Vor dem Abendessen im dieses Mal leider unbeheizten und deshalb recht ungemütlichen „dining room“, mache ich nach knapp der Hälfte unserer Tour einen kleinen Kassensturz. Der allerdings ernüchternd ausfällt, da die ursprünglich veranschlagten 10-15 Euro pro Tag für (Mittag-) Essen, Snickers oder Mars und Getränke bei weitem nicht auszureichen scheint.

Unglücklicherweise gibt es auf 4500 Meter auch keinen Geldautomaten, so dass ich jetzt einfach sparen muss, bis wir in ein paar Tagen wieder an einer Bank vorbeikommen werde. So ein „Sparzwang“ sollte ich mir ab und an auch mal in Deutschland auferlegen, meinem Konto würde das sicherlich gut tun.

Thorong Pedi ist ein echter Massenbetrieb, der er mit jeder überlaufenen Hütte in den Alpen aufnehmen kann.

Eine Unzahl von Treckern aus allen Herren Ländern, vor allem Franzosen und Deutsche. Aber auch Spanier und Italiener und sogar ein paar Israelis glaube ich zu erkennen. An diesem Abend scheint es in der Tat keinen freien Schlafplatz mehr zu geben, denn während wir uns noch mit unserem Abendessen für die morgige Königsetappe stärken, bauen ein paar Spanier neben unserem Esstisch ihr Nachtlager auf. Wobei sie sich dabei keine allzu große Mühe geben, ihre Müdigkeit zu verbergen verbunden mit der (in-) direkten Aufforderung, wir mögen uns doch endlich aus dem „dining room“ verabschieden.

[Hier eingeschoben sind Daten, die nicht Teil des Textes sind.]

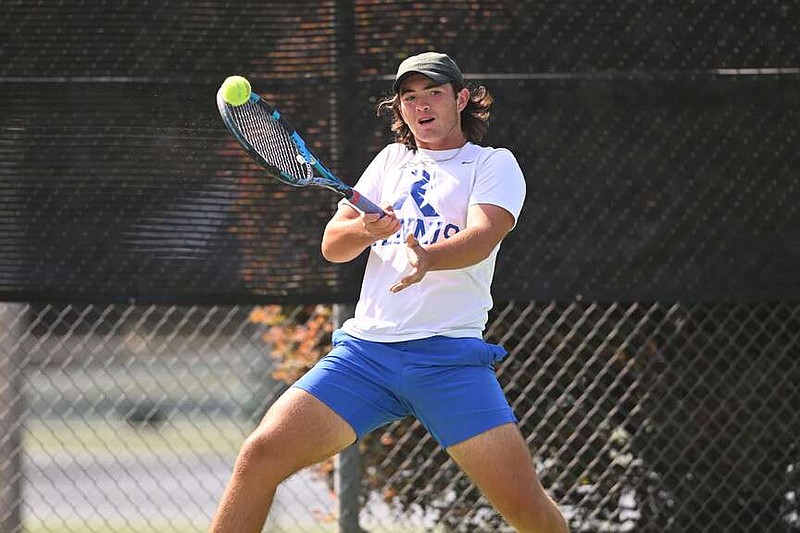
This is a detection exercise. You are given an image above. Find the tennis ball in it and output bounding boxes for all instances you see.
[219,76,251,106]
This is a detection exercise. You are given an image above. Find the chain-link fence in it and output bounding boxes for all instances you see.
[0,302,800,533]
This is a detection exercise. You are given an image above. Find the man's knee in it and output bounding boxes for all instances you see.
[236,427,299,484]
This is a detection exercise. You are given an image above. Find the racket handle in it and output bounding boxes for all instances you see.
[347,190,386,216]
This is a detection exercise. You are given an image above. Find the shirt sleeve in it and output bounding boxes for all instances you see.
[469,148,526,226]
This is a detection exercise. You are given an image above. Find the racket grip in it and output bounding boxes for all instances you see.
[347,190,386,216]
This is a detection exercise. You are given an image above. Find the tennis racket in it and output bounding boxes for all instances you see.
[217,81,385,215]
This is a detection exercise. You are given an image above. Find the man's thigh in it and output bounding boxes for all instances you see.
[447,424,548,516]
[250,387,356,475]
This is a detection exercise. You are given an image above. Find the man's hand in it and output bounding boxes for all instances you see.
[361,204,400,241]
[389,233,430,292]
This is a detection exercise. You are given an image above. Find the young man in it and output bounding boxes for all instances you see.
[211,52,567,533]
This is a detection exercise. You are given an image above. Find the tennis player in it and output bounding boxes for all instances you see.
[211,52,567,533]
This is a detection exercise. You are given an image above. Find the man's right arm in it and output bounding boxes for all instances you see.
[321,204,400,263]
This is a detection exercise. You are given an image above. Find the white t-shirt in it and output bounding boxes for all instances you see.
[342,143,525,342]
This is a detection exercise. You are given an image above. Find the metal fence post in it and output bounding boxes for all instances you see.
[0,304,23,533]
[333,304,361,533]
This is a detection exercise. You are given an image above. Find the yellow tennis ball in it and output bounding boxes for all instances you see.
[220,76,251,106]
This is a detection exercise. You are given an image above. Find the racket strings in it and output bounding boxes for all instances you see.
[231,102,314,185]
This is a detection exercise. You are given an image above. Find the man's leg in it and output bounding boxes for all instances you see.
[447,424,569,533]
[210,388,356,533]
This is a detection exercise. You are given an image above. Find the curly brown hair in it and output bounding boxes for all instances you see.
[377,82,494,150]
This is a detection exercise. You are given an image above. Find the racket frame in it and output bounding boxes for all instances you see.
[217,90,385,216]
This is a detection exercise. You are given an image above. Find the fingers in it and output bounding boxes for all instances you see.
[389,234,428,293]
[361,205,400,240]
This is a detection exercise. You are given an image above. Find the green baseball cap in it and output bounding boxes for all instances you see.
[392,52,464,93]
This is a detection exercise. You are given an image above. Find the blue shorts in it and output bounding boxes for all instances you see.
[293,330,517,447]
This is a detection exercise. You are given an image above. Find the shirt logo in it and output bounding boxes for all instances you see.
[394,168,439,217]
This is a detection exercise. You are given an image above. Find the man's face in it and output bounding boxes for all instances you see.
[399,74,469,150]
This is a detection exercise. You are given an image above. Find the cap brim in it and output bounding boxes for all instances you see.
[392,70,452,93]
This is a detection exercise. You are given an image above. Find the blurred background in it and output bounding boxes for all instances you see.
[0,0,800,533]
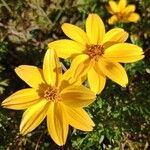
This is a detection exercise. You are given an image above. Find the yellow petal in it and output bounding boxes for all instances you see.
[2,88,40,110]
[65,106,94,131]
[48,39,85,59]
[99,58,128,87]
[62,23,89,45]
[43,49,62,86]
[108,15,118,24]
[61,85,95,107]
[103,43,144,63]
[86,14,105,44]
[118,0,127,11]
[102,28,128,47]
[20,100,49,135]
[70,54,91,82]
[123,5,135,14]
[88,68,106,94]
[47,102,68,146]
[15,65,44,89]
[127,13,140,23]
[109,0,119,13]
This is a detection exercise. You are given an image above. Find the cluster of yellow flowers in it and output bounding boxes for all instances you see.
[2,0,144,146]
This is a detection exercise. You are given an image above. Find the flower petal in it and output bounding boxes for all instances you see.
[15,65,44,89]
[62,23,89,45]
[20,99,49,135]
[47,102,68,146]
[123,5,135,15]
[65,106,94,131]
[99,58,128,87]
[61,85,95,107]
[118,0,127,11]
[86,14,105,44]
[127,13,140,23]
[88,68,106,94]
[103,43,144,63]
[48,39,85,59]
[43,49,62,86]
[2,88,40,110]
[108,0,119,13]
[108,15,118,24]
[70,54,92,82]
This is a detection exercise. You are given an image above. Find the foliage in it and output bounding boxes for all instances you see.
[0,0,150,150]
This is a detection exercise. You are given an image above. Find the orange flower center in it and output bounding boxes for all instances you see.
[38,84,61,102]
[86,45,104,61]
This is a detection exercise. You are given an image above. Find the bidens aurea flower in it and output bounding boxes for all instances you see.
[107,0,140,24]
[2,50,95,145]
[49,14,144,93]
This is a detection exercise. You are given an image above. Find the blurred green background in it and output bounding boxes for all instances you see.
[0,0,150,150]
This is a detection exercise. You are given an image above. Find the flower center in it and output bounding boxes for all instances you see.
[38,84,61,102]
[86,45,104,61]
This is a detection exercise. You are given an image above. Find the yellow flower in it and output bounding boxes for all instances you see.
[49,14,144,93]
[107,0,140,24]
[2,50,95,145]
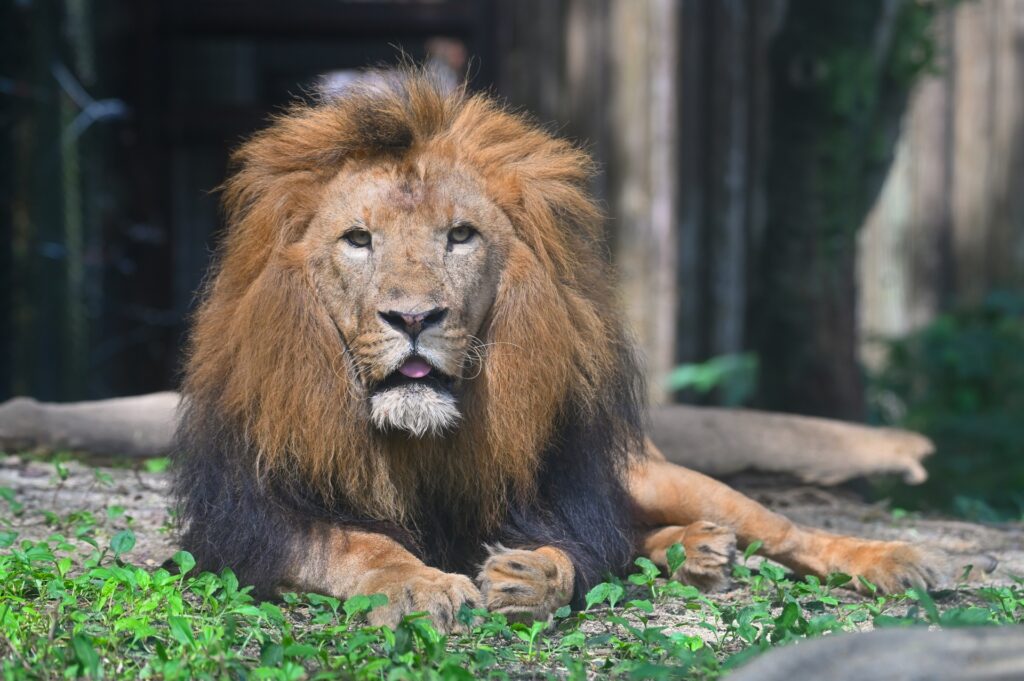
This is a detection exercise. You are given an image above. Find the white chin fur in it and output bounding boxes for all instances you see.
[370,383,461,437]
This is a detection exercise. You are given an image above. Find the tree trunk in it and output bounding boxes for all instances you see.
[748,0,935,419]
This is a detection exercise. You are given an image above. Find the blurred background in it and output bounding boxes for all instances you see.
[0,0,1024,519]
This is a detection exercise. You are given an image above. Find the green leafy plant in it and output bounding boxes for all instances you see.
[666,353,758,407]
[0,477,1024,681]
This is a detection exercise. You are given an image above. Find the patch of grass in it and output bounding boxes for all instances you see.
[0,481,1024,680]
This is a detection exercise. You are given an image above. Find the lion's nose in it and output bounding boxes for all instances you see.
[377,307,447,340]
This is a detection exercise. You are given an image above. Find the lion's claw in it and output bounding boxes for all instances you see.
[366,567,483,633]
[476,547,571,622]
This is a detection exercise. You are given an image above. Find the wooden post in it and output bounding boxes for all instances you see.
[608,0,679,400]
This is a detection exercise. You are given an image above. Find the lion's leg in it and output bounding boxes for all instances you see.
[642,521,736,591]
[286,527,482,631]
[477,546,574,621]
[629,445,941,591]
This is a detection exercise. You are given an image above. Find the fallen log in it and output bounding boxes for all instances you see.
[0,392,934,484]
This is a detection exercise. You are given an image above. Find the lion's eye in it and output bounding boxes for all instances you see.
[342,228,373,248]
[449,224,476,244]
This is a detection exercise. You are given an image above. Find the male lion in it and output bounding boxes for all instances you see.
[175,70,935,629]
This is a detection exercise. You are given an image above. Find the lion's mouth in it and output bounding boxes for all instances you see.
[373,354,455,392]
[370,355,462,437]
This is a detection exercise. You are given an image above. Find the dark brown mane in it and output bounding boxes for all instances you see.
[176,70,643,602]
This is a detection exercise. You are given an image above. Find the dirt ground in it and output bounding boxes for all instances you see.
[0,448,1024,636]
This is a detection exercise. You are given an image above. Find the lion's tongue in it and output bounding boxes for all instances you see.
[398,357,430,378]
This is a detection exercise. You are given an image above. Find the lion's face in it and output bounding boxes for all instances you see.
[304,157,515,436]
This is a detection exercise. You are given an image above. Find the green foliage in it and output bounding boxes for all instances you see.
[0,481,1024,681]
[666,352,758,407]
[871,293,1024,520]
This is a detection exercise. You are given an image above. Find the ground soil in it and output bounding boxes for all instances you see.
[0,455,1024,637]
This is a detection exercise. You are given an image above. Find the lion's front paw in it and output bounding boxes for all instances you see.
[362,566,483,633]
[476,547,572,622]
[672,521,736,591]
[833,540,948,593]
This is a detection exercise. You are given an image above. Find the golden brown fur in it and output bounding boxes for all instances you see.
[186,70,615,521]
[169,66,935,628]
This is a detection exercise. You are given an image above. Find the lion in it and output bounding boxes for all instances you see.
[174,69,937,631]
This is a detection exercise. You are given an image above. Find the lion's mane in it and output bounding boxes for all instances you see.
[174,69,644,594]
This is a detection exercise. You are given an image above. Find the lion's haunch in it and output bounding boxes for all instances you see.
[174,70,946,628]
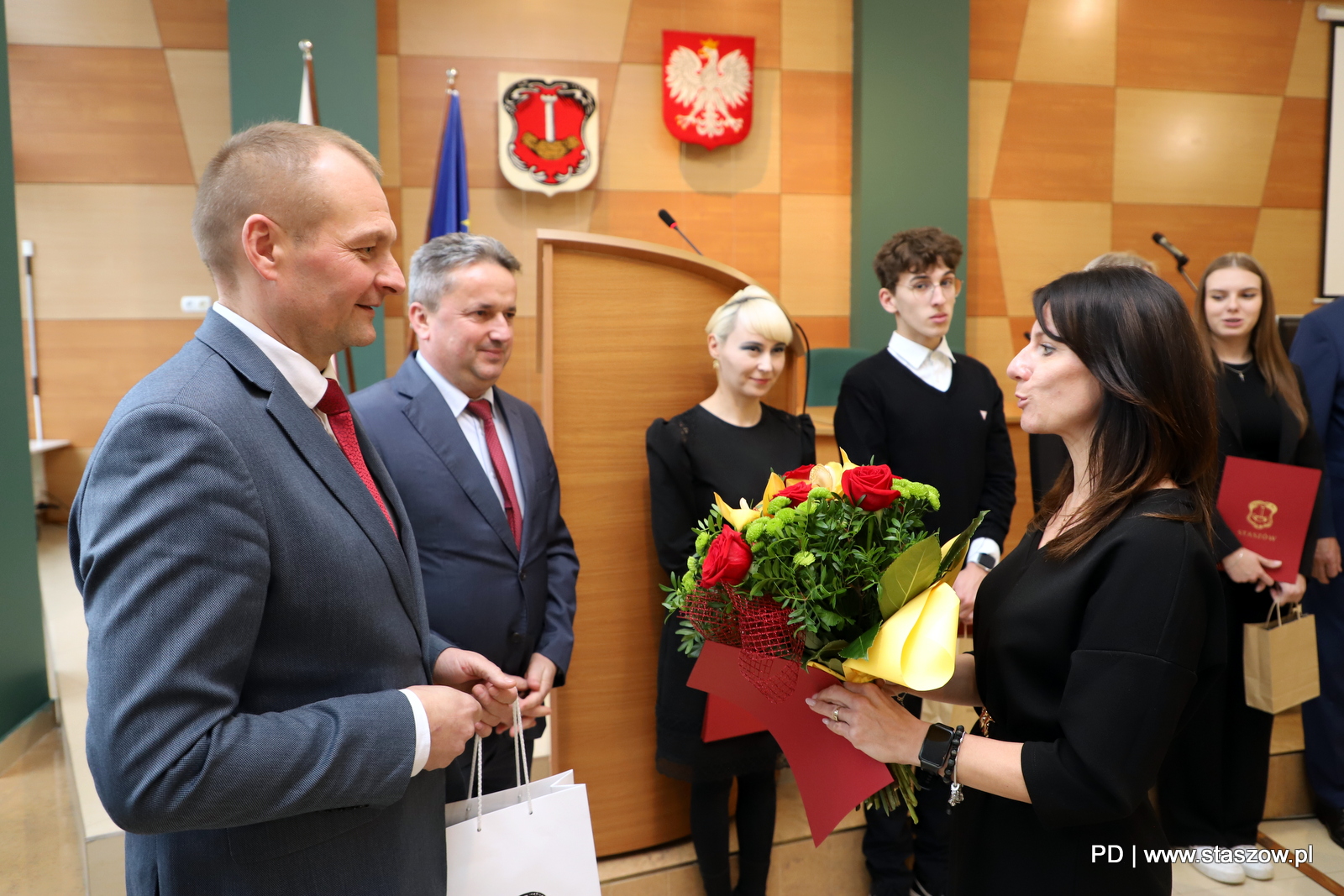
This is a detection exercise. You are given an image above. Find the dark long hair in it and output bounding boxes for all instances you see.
[1031,267,1218,560]
[1194,253,1306,438]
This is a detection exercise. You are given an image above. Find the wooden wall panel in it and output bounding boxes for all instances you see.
[153,0,228,50]
[1262,97,1329,208]
[9,45,193,184]
[621,0,780,69]
[780,0,853,71]
[781,71,853,196]
[992,82,1116,202]
[1116,0,1302,96]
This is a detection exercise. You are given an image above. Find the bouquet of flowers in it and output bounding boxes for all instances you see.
[664,451,984,817]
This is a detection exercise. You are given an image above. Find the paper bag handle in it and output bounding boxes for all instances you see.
[466,700,533,831]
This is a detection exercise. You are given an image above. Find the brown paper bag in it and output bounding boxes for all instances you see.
[1242,605,1321,713]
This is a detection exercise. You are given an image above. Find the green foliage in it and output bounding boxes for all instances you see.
[878,535,942,619]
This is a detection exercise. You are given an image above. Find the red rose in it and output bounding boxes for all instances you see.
[701,525,751,589]
[840,464,900,511]
[774,479,815,506]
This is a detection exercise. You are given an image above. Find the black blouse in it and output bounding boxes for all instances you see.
[643,405,817,780]
[953,489,1223,896]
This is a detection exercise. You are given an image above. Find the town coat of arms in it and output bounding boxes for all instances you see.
[499,71,598,196]
[663,31,755,149]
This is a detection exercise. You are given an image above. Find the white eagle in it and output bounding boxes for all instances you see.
[664,40,751,137]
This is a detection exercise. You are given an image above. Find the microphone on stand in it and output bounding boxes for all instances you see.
[1153,233,1199,298]
[659,208,704,255]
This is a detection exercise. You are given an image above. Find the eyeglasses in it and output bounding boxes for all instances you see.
[905,277,961,298]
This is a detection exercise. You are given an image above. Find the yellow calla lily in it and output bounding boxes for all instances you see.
[761,471,784,509]
[714,491,761,532]
[844,582,961,690]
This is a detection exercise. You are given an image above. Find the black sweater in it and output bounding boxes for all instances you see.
[836,349,1017,548]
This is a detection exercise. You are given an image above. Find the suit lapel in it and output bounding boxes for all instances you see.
[385,356,517,558]
[197,314,425,639]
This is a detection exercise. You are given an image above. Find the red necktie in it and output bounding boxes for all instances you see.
[318,376,396,535]
[466,398,522,548]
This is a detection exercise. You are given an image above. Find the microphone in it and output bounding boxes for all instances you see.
[659,208,704,255]
[1153,233,1189,267]
[1153,233,1199,298]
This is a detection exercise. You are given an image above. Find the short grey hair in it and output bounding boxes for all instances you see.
[407,233,522,314]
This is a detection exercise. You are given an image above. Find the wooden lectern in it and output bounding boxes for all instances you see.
[536,230,802,856]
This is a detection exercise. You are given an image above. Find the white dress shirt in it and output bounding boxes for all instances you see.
[887,331,1003,564]
[415,352,526,518]
[211,302,430,778]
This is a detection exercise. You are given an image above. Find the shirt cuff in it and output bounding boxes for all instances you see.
[402,688,428,778]
[966,537,1001,565]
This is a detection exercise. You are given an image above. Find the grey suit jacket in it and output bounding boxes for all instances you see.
[70,313,446,896]
[349,358,580,685]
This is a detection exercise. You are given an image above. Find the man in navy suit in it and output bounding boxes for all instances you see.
[349,233,580,800]
[1290,301,1344,846]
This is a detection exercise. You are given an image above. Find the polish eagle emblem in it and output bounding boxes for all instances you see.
[663,31,755,149]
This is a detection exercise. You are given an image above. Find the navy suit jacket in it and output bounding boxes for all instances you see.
[70,312,448,896]
[349,356,580,685]
[1289,301,1344,538]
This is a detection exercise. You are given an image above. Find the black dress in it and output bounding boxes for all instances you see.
[645,405,816,780]
[1158,361,1328,847]
[952,489,1223,896]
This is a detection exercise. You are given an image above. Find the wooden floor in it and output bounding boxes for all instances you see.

Da Königsetappen meist „lang und schwer“ sind, und wir dementsprechend morgen schon um halb Vier geweckt werden, fällt uns der Abschied aber leicht und kurz nach 8 Uhr (!!) grabe ich mich in meine zwei Schlafsäcke ein. Und ja, das allerletzte Ass in meinem Seesack habe ich da auch schon gezogen: meine lange Unterhose, die mich dann aber auch die Nacht und den ganzen nächsten Tag über schön warm halten wird.